3.2 Univariate and multivariate cox regression analysis
Results of univariate and multivariate Cox regression for OS were stated in Table 2. Kaplan–Meier survival curves were plotted for the five categorical variables of primary site, grade, AJCC T, AJCC M, and surgery. The differences in the ES survival time distributions were examined using the log-rank method. (Figure 5) The differences in the overall survival time distributions between groups for these variables were statistically significant (p < 0.05).The variables in the univariate Cox regression that were statistically significant (p < 0.05) were incorporated into the multivariate analysis. In the multivariate analysis of OS, variables including age, primary site, grade, AJCC T, AJCC M, and surgery were all statistically significant. According to multivariate analysis, the outcomes were improved in patients with younger age, superficial Primary site, well-differentiated stage, lower T and M stage, surgery.
Variable | Univariate analysis | Multivariate analysis | ||||
---|---|---|---|---|---|---|
HR | 95% CI | p-value | HR | 95% CI | p-value | |
Age | 1.032 | 1.024–1.041 | <0.001 | 1.022 | 1.014–1.031 | <0.001 |
Sex | 0.310 | |||||
Male | 1(ref) | |||||
Female | 0.854 | 0.628–1.160 | 0.311 | |||
Primary site | <0.001 | 0.004 | ||||
Superficial axial | 1(ref) | 1(ref) | ||||
Deep axial | 2.208 | 1.486–3.279 | <0.001 | 1.637 | 1.045–2.564 | 0.031 |
Superficial appendicular | 0.562 | 0.392–0.805 | 0.002 | 0.742 | 0.513–1.074 | 0.113 |
Deep appendicular | 1.194 | 0.432–3.299 | 0.733 | 1.670 | 0.587–4.754 | 0.336 |
Race | 0.560 | |||||
White | 1(ref) | |||||
Black | 1.176 | 0.748–1.848 | 0.483 | |||
Other | 1.248 | 0.771 –2.021 | 0.367 | |||
Grade | <0.001 | <0.001 | ||||
Unknown | 1(ref) | 1(ref) | ||||
Grades I-II | 0.445 | 0.194–1.023 | 0.057 | 0.486 | 0.206–1.148 | 0.100 |
Grades III-IV | 2.039 | 1.495–2.781 | <0.001 | 1.841 | 1.313–2.581 | <0.001 |
Laterality | <0.001 | |||||
Right—origin of primary | 1(ref) | |||||
Left—origin of primary | 0.506 | 0.325–0.786 | 0.002 | |||
Other | 1.596 | 1.146–2.223 | 0.006 | |||
AJCC T | <0.001 | 0.003 | ||||
T1 | 1(ref) | 1(ref) | ||||
T2 | 5.157 | 3.253–8.173 | <0.001 | 2.325 | 1.385–3.905 | 0.002 |
Unknown | 4.034 | 2.391–6.807 | <0.001 | 2.162 | 1.224–3.817 | 0.009 |
AJCC N | <0.001 | |||||
N0 | 1(ref) | |||||
N1 | 1.843 | 1.171–2.901 | 0.008 | |||
Unknown | 2.137 | 1.536–2.974 | <0.001 | |||
AJCC M | <0.001 | <0.001 | ||||
M0 | 1(ref) | 1(ref) | ||||
M1 | 5.996 | 4.149–8.666 | <0.001 | 2.668 | 1.759–4.046 | <0.001 |
Unknown | 2.311 | 1.592–3.356 | <0.001 | 1.345 | 0.862–2.101 | 0.192 |
Surgery | <0.001 | <0.001 | ||||
No | 1(ref) | 1(ref) | ||||
Yes | 0.224 | 0.164–0.305 | <0.001 | 0.399 | 0.276–0.575 | <0.001 |
Radiation | 0.598 | |||||
No | 1(ref) | |||||
Yes | 1.081 | 0.797 –1.465 | 0.616 | |||
Chemotherapy | <0.001 | |||||
No | 1(ref) | <0.001 | ||||
Yes | 2.549 | 1.877–3.461 | <0.001 |
- Abbreviation: AJCC, American Joint Committee on Cancer.

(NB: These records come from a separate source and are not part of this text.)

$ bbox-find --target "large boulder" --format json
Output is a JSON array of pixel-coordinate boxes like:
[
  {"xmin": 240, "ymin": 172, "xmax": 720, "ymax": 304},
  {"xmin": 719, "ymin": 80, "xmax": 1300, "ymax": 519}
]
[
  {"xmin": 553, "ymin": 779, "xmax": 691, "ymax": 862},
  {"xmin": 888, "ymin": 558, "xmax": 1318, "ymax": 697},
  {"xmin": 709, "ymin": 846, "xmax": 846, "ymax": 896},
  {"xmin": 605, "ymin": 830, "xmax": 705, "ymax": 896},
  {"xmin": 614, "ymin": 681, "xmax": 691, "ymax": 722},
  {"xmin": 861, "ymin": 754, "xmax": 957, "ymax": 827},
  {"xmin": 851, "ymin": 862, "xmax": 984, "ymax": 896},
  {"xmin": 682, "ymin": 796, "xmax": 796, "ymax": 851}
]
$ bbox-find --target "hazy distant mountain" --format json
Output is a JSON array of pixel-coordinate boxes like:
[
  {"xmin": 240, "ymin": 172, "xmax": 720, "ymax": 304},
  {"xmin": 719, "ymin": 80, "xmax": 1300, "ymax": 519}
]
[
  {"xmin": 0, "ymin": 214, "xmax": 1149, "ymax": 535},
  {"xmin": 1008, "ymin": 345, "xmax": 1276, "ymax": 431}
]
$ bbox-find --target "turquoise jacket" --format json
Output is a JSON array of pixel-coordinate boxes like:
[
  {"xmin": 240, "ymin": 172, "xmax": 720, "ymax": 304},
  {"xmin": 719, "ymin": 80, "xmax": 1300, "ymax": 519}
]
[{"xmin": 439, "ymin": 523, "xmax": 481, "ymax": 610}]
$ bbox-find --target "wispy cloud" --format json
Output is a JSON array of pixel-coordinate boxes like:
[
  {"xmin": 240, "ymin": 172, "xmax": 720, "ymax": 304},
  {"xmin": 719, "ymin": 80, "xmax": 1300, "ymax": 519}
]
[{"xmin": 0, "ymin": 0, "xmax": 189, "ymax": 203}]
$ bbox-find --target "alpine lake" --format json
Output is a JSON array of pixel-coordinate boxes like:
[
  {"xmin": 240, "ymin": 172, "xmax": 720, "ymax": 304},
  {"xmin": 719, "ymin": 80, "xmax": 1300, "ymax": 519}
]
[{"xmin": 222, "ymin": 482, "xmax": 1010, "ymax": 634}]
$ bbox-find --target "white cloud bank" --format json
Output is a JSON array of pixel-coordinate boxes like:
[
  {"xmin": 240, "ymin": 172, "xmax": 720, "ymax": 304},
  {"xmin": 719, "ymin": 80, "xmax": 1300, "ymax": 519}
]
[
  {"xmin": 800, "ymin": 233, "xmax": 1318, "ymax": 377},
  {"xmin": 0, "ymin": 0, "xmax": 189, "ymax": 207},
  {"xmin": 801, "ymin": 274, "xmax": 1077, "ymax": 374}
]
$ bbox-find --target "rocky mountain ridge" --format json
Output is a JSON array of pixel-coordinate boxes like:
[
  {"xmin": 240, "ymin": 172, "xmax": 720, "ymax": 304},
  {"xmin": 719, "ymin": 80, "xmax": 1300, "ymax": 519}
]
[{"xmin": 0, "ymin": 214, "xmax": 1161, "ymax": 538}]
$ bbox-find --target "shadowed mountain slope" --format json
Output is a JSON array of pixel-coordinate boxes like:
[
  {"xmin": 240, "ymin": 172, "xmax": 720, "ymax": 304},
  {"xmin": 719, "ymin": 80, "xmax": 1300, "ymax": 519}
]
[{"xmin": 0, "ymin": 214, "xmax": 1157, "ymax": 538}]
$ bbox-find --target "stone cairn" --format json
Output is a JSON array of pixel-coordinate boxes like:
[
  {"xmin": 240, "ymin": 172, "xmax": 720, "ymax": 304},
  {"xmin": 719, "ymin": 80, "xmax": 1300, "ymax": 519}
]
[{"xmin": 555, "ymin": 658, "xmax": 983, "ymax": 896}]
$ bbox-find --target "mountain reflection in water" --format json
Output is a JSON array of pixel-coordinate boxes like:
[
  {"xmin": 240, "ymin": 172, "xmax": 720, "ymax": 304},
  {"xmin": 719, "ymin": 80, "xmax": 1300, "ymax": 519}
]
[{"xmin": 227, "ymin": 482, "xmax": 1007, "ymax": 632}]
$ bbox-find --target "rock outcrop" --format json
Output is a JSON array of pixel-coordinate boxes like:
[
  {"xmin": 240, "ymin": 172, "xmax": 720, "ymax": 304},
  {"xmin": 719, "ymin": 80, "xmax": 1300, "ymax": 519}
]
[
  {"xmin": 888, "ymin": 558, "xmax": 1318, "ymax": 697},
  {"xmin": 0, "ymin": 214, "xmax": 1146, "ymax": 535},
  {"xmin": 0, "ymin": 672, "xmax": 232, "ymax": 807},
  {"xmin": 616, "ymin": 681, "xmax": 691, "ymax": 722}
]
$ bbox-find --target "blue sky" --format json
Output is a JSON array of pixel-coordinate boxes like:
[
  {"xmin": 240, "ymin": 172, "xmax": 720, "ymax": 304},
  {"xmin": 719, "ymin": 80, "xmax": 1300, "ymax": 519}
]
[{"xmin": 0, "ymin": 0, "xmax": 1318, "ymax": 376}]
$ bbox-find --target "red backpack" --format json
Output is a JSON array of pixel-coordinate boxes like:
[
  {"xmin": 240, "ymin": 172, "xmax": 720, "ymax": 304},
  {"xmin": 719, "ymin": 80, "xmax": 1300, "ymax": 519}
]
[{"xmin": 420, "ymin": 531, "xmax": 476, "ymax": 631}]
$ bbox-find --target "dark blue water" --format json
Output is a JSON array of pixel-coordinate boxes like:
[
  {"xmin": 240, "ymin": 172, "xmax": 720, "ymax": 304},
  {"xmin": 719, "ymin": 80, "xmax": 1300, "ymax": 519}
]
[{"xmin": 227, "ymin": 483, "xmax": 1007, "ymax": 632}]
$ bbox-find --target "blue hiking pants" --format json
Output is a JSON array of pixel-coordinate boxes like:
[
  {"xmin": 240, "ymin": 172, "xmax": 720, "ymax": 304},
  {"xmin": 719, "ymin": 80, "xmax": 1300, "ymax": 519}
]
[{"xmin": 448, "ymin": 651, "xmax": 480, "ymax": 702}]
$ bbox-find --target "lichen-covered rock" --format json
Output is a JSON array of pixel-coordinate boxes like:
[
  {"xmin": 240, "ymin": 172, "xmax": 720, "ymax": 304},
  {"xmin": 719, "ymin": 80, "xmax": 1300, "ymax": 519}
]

3.3 Construction and validation of prognostic nomogram
We depict the model incorporating six independent factors that affect overall survival. (Figure 1) The C-index of this model was 0.82, which represents an ideal correspondence between the predictions and the observed outcomes for survival at 1, 3, and 5 years. ROC plots were generated using the “survivalROC” package for the training and validation group at different times, with the death rate expressed as a continuous variable. AUC was calculated for each plot. (Figure 2) In the training set, the prognostic model accurately predicted 1-, 3-, and 5-year mortality with AUCs of 0.846, 0.809, and 0.802, respectively. In the validation set, AUC values at 1, 3, and 5 years were 0.793, 0.760, and 0.771, respectively. The result shows this model is highly accurate. Figure 3 showed the calibration plots of the nomogram. The DCA results indicate the model provides good net benefits to ES patients. (Figure 4).





4 DISCUSSION
According to our knowledge, no existing epithelioid sarcoma prognosis prediction nomogram has been developed and validated before this study. Nomograms rely on easy-to-use digital interfaces, better accuracy, and more clear prognoses to help doctors make better decisions. Currently, nomograms are widely used in clinical work as prognostic devices. The prognostic predictors for the nomogram were age, primary tumor site, grade, surgery, T stage, and M stage. (Figure 1).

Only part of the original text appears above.